来源:互联网 发布:新东方留学怎么样知乎 编辑:程序博客网 时间:2024/06/06 02:39

ロシアでBRICS、上海協力機構の首脳会議が開かれた。いずれも中国とロシアが主導する国際的な枠組みで、国際社会での影響力拡大に向けた結束を唱えた。

 新興国の存在感を高め、国際秩序づくりに積極的に加わろうとする意図は理解できる。ただし、米欧への対抗姿勢を鮮明にしつつあることは気がかりだ。

 BRICSは中ロとブラジル、インド、南アフリカの新興5カ国で構成する。当初は意見交換の場だったが、今回の会議では5カ国が共同出資する新開発銀行(通称BRICS銀行)の正式発足を宣言するなど、具体的な協力強化へと大きく踏み出した。

 中ロに中央アジア4カ国が加わる上海協力機構もインドとパキスタンの加盟を承認し、組織拡大に動き始めた。
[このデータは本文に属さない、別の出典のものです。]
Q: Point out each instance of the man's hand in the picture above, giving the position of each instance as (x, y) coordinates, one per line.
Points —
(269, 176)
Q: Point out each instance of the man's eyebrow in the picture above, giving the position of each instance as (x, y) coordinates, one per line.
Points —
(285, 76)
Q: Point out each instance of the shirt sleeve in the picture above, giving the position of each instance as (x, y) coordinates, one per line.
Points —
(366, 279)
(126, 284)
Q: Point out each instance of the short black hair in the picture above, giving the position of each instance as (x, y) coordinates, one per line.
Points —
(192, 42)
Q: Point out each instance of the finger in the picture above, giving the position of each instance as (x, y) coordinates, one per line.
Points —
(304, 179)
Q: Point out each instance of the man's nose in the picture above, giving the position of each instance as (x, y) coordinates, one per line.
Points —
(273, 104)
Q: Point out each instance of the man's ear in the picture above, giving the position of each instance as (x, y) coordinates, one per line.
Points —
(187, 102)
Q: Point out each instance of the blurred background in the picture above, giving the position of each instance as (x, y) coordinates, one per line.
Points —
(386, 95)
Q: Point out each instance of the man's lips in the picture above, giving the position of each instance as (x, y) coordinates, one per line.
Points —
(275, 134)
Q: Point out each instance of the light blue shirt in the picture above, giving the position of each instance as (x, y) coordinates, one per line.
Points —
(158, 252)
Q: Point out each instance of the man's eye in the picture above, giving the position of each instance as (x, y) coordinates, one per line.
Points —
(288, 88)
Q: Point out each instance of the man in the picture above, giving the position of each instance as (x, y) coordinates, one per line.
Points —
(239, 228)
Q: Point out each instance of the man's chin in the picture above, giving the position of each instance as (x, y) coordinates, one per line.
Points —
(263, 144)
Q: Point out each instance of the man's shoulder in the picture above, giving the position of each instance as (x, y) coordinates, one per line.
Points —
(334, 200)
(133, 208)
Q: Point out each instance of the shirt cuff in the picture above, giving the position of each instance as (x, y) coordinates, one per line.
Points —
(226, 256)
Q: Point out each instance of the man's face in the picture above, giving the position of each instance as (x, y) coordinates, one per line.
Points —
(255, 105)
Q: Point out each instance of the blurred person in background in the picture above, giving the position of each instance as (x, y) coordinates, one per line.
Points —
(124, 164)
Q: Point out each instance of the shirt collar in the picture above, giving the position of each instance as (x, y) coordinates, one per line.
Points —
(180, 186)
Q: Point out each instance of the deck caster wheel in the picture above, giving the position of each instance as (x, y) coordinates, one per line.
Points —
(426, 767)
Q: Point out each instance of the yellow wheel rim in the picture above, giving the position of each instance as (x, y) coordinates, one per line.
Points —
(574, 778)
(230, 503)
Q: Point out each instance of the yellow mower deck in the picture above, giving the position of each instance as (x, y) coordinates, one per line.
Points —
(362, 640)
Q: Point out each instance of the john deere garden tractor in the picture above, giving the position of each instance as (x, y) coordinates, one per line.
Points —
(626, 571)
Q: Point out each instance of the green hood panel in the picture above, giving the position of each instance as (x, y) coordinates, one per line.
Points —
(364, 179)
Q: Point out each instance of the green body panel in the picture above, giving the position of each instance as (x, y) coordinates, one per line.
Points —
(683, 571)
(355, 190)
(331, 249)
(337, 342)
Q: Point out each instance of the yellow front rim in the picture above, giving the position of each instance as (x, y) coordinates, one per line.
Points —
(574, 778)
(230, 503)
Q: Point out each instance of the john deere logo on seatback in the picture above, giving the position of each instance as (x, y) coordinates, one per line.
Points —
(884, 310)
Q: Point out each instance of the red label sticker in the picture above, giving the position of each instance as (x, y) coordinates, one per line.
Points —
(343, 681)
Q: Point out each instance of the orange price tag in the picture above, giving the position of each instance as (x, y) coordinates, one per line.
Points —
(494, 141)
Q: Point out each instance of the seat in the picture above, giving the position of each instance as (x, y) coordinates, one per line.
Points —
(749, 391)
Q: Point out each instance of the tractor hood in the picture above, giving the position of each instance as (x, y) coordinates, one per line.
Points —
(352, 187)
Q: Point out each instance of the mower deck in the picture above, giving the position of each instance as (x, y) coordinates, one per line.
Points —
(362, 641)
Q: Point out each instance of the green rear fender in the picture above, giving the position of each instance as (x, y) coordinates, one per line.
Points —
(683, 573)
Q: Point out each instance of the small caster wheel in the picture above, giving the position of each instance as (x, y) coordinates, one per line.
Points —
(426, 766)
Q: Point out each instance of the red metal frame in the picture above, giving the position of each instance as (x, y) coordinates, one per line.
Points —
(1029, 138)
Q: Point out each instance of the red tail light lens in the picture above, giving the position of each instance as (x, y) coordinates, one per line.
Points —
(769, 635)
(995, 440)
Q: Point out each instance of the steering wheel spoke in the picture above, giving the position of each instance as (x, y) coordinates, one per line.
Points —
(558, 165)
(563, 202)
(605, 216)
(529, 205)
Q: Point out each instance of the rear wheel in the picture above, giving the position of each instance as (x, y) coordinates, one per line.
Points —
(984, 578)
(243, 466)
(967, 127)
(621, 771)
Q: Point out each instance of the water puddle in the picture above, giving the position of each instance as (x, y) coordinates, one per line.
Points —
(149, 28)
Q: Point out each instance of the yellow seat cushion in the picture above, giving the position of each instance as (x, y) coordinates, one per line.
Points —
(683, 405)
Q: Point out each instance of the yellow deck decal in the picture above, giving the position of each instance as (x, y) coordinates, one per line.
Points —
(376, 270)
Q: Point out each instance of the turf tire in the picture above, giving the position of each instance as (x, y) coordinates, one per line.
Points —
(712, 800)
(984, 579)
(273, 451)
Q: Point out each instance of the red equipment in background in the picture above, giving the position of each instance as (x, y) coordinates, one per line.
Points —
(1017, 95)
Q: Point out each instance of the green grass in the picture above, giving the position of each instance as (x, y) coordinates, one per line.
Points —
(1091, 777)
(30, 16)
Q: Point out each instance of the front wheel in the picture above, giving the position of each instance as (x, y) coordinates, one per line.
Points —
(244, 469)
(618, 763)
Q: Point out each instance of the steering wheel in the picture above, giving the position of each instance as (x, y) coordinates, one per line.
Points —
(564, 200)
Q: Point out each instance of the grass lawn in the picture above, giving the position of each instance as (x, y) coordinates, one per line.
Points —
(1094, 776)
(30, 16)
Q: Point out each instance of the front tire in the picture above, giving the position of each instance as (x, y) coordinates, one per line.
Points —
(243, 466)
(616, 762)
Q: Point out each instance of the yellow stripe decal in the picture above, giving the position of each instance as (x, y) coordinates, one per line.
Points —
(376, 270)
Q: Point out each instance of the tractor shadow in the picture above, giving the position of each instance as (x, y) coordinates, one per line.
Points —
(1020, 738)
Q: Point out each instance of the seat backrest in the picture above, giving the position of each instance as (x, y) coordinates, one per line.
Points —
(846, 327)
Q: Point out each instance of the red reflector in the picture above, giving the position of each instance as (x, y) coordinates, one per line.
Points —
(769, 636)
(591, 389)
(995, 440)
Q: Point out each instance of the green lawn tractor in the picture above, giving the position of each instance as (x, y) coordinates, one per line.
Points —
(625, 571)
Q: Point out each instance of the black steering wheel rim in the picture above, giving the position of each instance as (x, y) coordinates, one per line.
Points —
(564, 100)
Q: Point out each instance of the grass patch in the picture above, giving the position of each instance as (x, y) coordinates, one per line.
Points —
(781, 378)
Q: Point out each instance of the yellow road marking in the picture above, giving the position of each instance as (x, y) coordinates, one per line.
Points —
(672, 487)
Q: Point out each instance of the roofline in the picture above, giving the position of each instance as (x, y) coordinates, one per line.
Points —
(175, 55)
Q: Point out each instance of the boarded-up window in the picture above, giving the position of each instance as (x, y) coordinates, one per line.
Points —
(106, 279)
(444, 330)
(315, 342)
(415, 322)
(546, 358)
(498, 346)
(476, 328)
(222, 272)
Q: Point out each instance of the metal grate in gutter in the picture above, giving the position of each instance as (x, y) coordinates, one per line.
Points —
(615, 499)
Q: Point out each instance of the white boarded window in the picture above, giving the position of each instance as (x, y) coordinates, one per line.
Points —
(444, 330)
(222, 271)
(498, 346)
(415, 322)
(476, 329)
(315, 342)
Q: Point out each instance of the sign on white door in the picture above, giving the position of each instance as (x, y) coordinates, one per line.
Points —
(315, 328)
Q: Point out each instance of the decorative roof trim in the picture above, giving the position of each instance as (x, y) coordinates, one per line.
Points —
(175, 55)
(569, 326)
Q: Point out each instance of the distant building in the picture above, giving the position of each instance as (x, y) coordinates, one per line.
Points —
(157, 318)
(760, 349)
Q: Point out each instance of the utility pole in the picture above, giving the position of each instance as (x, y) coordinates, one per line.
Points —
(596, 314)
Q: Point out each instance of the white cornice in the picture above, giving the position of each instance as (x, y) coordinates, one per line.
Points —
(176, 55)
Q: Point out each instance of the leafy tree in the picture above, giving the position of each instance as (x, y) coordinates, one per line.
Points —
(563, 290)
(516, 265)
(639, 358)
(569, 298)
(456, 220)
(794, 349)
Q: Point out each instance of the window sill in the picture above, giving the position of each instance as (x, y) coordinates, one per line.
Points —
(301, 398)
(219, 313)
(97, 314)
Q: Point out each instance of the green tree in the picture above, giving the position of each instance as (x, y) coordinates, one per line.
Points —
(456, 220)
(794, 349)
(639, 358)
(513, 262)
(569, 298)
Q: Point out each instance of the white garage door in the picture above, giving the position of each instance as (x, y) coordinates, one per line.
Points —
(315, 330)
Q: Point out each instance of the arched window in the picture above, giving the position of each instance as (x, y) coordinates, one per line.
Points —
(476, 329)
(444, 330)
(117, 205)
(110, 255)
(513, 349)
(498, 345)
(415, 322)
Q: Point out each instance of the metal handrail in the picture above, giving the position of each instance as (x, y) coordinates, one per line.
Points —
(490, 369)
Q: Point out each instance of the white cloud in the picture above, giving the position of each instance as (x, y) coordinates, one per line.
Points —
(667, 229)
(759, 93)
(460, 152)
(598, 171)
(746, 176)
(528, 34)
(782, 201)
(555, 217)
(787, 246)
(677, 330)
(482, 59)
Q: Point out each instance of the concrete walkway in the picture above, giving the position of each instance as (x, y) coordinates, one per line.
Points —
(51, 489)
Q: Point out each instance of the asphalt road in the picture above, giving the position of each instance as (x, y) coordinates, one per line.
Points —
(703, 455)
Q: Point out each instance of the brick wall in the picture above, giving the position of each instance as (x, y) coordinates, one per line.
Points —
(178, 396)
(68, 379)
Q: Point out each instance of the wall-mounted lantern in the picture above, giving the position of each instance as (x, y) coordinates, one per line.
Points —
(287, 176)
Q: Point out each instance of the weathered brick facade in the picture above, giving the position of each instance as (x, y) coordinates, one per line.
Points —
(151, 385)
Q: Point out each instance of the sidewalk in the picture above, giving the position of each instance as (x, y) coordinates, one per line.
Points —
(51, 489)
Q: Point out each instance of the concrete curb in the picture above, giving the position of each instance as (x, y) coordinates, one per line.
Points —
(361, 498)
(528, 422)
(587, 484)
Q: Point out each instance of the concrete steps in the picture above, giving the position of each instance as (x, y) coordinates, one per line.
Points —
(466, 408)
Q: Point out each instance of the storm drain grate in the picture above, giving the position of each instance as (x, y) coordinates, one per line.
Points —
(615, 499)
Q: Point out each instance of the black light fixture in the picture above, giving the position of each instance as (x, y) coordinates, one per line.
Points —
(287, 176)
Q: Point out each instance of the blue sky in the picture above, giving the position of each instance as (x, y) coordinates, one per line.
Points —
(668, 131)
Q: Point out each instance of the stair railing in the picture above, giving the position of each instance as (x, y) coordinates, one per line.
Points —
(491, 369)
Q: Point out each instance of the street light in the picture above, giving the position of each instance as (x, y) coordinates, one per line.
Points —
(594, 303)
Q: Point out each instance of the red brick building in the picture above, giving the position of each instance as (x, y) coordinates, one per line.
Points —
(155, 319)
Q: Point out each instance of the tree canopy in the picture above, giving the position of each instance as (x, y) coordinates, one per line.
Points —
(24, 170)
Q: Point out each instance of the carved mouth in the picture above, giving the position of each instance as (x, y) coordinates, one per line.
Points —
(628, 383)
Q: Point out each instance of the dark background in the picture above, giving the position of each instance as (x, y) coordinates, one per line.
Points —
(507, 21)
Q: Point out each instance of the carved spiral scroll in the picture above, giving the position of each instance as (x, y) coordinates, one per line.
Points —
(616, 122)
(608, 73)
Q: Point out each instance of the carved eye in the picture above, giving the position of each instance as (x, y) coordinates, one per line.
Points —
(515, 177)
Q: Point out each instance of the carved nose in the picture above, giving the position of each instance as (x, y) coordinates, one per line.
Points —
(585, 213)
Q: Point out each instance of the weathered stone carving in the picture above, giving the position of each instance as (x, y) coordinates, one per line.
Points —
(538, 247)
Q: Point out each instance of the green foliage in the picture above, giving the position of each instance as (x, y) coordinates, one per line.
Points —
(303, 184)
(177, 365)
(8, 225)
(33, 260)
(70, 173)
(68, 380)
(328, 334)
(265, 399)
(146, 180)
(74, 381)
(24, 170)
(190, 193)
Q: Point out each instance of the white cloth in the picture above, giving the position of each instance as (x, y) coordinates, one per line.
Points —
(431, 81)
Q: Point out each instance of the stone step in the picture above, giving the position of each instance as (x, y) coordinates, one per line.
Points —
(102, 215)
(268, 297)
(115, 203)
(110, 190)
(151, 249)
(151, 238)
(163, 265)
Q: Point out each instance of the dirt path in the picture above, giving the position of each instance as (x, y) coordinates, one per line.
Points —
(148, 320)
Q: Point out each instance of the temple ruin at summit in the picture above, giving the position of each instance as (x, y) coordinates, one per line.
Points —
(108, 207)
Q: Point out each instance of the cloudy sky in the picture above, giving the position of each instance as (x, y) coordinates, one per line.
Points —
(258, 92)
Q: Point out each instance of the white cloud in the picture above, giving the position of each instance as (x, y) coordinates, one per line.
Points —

またイランのロウハニ大統領を招き、首脳宣言でイラン核協議の合意に向けた努力を高く評価するなど、国際政治で貢献しようとする姿勢も誇示した。

 BRICSの経済規模は世界の2割を占める。中国主導のアジアインフラ投資銀行(AIIB)とともに、BRICS銀が出資国の権益拡大ではなく、純粋に途上国のインフラ整備を支援するなら建設的な役割も期待できる。上海協力機構にしても、地域や世界の安定に寄与する枠組みをめざすのであれば歓迎すべきだろう。

 懸念されるのは、中ロがこうした枠組みを日米欧の主要7カ国(G7)の対抗軸に据えようとしていることだ。中ロは米欧主導の国際秩序づくりに強い不満を持っており、とくに昨年、ウクライナ領のクリミア半島編入を機に主要8カ国(G8)から除外されたロシアにはその傾向が根強い。

 存在感を増す新興国が国際秩序形成で一定の役割を担うのは当然だ。もっとも、その一翼を担うのなら相応の自覚が要る。米欧との対立をあおらず、秩序を乱す行動を控え、よりよい秩序形成への責任を果たすべきだ。いまや中国の株式相場は世界の金融市場を揺るがす。グローバル社会では先進国と新興国の連携が欠かせない。

 G7も新興国の不満に真摯に耳を傾けていく必要がある。なかでも米欧主導で続く国際金融体制への不信感が、AIIBやBRICS銀の創設につながったことを忘れてはならない。米国などの反対で、いまだに実現していない国際通貨基金(IMF)の改革は待ったなしである。